When George IV. came to the throne and divided the opinion of the country upon the subject of his treatment of Queen Caroline, the boys shared the prevailing differences of sentiment and became "Kingites" or "Queenites," and occasionally settled their differences in pitched battles after the manner of boys in all ages, in some cases actually wearing their colours—purple for the King and white for the Queen. The prevailing sentiment was, however, in Royston so much for the Queen, that "the first gentleman in Europe," notwithstanding his patronage of and comrades in the prize-fighting ring, could hardly find enough champions for a fight, even among the boys.
In later years Chartism reached Royston and caused a flutter in the breasts of those concerned with the status quo, for it appears that one Joseph Peat had "held forth" by permission of the landlord at the "Coach and Horses." The Magistrates had a meeting to prevent the spread of Chartism in consequence of this event, and the landlord was sent for and cautioned that if he allowed such a thing again he would lose his licence.
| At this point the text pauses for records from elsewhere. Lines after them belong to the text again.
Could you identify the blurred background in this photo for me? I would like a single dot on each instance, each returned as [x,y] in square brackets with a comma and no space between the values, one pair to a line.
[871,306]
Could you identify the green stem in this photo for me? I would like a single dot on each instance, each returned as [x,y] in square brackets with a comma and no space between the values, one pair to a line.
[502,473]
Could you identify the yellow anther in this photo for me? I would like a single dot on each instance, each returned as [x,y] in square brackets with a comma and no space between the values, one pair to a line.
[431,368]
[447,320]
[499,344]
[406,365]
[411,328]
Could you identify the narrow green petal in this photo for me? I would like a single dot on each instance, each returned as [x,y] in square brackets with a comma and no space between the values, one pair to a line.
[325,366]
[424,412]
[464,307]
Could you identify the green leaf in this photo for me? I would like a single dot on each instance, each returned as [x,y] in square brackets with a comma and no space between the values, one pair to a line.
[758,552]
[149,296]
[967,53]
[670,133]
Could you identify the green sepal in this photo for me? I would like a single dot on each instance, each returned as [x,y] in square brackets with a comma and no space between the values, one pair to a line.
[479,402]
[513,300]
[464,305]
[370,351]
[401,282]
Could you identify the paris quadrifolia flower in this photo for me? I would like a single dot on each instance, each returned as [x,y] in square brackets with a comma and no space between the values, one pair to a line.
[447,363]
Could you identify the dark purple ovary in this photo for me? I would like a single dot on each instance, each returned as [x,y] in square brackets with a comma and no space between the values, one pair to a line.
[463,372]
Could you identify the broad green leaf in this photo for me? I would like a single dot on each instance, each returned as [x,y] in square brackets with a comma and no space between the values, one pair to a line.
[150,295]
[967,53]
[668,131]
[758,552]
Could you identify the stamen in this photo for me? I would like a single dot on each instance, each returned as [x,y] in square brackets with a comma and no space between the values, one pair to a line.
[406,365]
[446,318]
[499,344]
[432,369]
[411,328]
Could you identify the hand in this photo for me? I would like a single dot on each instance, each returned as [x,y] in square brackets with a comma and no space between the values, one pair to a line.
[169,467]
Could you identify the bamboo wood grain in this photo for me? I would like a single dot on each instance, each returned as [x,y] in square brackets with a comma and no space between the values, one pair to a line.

The beginning of all positive work set about by negative process is slow, and this, I suppose, would apply to keeping outside a public-house, for the Teetotal folk in Royston—handicapped, as in other places, by a name that has ever prejudiced and hampered a public movement—found out this to their cost.
They did not lack stimulants when they first began to hold meetings, for the opposition camp came to the meeting, took care to come provided, and, fortifying themselves with bottles of beer, raised so much clamour that the recently enrolled policeman had to try his hand at checking intemperance and some broken heads rewarded his exertions. The publicans generally attended the meetings in good force and between the rival parties, instead of applause there was sometimes breaking of windows if nothing worse. The British School was one of the first public rooms used for these meetings.
Of popular entertainments, as we now understand them, there were very few, not one where we now have a score, and until the erection of the British School no suitable building. It must not, however, be supposed that the town was entirely without the means of occasional recreation. The Assembly Room at the Red Lion was still a place of importance for public assemblies, and, for some years before Queen Victoria came to the throne, this room was the scene of some creditable displays of local talent. This talent took the thespian form, and the tradesmen of the town, banded together as the Royston Theatrical Amateur Society, were accustomed to draw the elite of the town and neighbourhood into 3s. and 2s. 6d. seats (nothing less!) while they placed on the boards a rattling good version of Bombastes Furioso and other pieces in popular favour at the time.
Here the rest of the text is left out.